In message [email protected], Joe
Wiltrout writes:
Clarify: I have a combat system planned out. I don’t have a combat
engine. I planned on using about the same system that WoW does, only
slightly modifed to better fit the game.
You know, it’s funny you should say that, because when I was about your
age,
I wrote a game in which I dutifully emulated the very idiosyncratic
inventory
system of Omega very closely. In retrospect, that was not a very
original
choice.
Clarify: I don’t care about
spelling when I’m on forums or an online game, etc. I do use proper
spelling in other things. Like resumes, E-Mails, important documents,
etc. I usually use spellcheck on those kinds of things.
And that’s gonna bite you, hard, in programming.
It’s really tempting to rely on “spellcheck” to solve everything.
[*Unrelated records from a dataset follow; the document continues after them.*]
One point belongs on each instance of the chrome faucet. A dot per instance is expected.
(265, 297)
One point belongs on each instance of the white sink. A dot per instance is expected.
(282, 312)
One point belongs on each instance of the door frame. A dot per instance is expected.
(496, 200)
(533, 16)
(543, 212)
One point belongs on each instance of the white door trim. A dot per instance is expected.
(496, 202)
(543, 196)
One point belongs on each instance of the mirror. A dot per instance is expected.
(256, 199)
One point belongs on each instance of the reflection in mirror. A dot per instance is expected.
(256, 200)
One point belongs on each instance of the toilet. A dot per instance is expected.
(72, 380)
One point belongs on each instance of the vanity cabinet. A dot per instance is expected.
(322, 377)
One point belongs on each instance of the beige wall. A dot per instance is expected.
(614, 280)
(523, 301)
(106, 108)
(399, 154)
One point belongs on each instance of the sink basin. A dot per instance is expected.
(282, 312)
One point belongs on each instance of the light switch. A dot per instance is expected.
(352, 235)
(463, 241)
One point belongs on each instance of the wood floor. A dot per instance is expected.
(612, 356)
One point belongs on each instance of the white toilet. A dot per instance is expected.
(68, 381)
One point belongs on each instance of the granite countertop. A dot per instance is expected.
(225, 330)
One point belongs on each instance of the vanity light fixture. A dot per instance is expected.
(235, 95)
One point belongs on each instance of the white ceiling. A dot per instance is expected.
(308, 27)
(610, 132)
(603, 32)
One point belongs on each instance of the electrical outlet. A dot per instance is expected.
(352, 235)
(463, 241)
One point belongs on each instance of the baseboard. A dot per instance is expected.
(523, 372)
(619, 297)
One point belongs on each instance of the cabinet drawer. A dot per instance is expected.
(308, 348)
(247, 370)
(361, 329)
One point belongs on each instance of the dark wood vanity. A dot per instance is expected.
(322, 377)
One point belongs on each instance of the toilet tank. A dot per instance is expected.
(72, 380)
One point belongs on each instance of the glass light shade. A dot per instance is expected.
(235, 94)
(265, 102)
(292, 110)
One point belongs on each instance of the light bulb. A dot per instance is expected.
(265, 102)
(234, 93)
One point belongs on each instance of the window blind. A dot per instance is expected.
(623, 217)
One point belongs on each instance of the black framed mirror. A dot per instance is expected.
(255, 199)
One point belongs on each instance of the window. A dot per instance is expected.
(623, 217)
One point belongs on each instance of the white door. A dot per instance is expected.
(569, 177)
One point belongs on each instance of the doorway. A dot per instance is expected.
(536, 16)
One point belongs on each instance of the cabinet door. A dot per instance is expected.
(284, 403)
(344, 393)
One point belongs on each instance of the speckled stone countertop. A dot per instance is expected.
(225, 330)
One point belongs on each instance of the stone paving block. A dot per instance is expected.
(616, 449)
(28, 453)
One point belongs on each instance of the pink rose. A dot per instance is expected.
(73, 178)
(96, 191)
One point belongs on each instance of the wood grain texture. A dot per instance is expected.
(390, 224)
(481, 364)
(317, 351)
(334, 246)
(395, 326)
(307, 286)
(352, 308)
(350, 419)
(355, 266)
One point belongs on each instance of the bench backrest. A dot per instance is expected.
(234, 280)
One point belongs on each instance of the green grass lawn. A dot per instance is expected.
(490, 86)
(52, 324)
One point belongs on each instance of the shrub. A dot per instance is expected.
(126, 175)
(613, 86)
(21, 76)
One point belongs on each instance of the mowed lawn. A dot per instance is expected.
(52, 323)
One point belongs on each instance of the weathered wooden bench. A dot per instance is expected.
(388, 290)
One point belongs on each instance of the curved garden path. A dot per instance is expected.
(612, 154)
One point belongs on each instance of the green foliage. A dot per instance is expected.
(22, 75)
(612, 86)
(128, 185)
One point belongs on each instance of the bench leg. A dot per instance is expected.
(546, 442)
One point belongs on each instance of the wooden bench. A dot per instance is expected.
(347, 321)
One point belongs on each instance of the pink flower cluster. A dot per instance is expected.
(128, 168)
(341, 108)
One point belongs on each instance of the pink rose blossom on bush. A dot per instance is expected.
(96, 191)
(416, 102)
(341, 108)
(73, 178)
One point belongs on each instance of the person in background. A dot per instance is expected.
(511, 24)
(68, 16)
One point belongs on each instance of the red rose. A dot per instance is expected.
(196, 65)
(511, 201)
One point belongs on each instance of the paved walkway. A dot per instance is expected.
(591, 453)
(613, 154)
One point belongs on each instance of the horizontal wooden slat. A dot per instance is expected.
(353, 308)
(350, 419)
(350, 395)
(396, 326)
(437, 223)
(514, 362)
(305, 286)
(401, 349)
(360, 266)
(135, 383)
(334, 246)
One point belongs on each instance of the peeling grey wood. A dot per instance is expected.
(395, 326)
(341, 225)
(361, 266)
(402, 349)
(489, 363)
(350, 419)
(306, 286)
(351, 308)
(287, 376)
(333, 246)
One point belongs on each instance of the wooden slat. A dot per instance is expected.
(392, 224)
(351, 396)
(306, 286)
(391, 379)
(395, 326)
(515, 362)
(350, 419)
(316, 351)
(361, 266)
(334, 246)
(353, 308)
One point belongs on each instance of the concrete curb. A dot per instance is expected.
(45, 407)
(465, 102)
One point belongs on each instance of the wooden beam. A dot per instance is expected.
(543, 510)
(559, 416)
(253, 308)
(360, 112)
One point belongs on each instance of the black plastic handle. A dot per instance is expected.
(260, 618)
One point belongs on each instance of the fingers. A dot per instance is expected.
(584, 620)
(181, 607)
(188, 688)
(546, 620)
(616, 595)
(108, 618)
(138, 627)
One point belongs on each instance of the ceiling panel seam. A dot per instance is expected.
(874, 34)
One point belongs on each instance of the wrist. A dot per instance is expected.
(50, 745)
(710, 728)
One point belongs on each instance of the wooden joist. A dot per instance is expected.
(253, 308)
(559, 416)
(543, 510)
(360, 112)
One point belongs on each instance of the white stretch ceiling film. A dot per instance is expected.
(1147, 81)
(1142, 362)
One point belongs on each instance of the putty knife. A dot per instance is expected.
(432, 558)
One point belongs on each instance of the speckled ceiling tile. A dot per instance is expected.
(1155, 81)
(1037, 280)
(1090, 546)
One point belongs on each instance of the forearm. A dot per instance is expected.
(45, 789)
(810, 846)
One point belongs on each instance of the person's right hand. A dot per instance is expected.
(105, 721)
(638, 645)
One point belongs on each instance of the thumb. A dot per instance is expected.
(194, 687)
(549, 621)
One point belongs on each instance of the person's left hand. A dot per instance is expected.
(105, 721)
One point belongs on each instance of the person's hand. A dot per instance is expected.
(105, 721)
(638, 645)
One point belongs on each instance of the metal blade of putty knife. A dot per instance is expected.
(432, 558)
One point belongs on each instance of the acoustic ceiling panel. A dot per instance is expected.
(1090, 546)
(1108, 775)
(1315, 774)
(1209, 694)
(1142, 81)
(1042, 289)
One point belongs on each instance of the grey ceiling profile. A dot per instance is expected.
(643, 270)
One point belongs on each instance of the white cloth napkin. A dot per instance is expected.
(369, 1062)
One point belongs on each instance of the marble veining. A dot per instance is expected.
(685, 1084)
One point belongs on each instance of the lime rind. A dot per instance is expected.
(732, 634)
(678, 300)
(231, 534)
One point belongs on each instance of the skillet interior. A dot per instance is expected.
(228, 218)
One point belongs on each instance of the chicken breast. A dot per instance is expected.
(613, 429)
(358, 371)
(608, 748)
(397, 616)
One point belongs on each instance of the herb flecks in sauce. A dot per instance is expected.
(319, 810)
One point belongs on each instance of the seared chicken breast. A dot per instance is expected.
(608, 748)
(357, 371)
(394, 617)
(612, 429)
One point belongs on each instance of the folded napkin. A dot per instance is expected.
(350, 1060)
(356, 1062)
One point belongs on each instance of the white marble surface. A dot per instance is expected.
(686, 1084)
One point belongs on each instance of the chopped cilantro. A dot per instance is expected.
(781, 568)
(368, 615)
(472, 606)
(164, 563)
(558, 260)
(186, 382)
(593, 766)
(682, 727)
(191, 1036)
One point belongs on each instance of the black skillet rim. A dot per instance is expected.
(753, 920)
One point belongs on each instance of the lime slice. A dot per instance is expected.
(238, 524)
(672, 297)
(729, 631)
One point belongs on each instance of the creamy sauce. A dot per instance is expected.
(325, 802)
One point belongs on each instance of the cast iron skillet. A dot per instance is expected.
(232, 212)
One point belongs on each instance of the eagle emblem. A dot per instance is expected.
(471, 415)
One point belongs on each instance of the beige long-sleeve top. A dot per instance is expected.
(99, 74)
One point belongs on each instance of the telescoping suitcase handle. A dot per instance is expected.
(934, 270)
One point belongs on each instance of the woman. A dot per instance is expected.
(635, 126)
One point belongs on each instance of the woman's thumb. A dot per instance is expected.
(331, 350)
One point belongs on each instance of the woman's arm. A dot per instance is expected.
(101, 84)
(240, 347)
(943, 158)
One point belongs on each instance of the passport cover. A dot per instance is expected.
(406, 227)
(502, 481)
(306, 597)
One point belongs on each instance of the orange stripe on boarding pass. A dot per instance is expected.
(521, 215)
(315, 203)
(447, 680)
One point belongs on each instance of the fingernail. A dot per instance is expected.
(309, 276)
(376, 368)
However, it cant salve every problem ewe might encounter.
Problem with
Ruby Forums is, they have such a low-grade forum that it has no
spellcheck, no bold, italic, or underline text, no changing fonts, no
changing color or size, no sigs, no avatars, no sections for specific
things.
Well, given that many of us are reading this in plain text, not on any
“forums”, but on a mailing list, I guess I see that as a feature.
Why not use your own spell checking? Or, for that matter, just learn
your native language to some kind of basic competence?
If you can’t write competently without a special program to help you,
you’re screwed. Sooner or later, someone’s going to have you in for an
interview, and have you write some text… Without a spellchecker.
Congratulations, unless you’ve got an actual clinical diagnosis of
dyslexia,
you just didn’t get the job. I haven’t got the time to pick up after
people.
Anyway, I have what I want planned. I don’t have the means to
create it by myself currently. Maybe, probably awhile from now, I will
have either someone to do it for me, or a better Programming Language to
write it in. Obviously Im not going to write it in Ruby.
Well, it wouldn’t be my first choice for a whole game engine, although
there’s certainly some aspects of a game it’d be fine for. (I’m
actually
toying with the idea of resurrecting my ancient hopes of building a good
roguelike game.) On the other hand, if you really want to make a full
game,
you’re eventually going to need to learn all these tedious things, and
Ruby is one of the languages that has the least stuff to deal with
between
you and what you need to learn to make a game.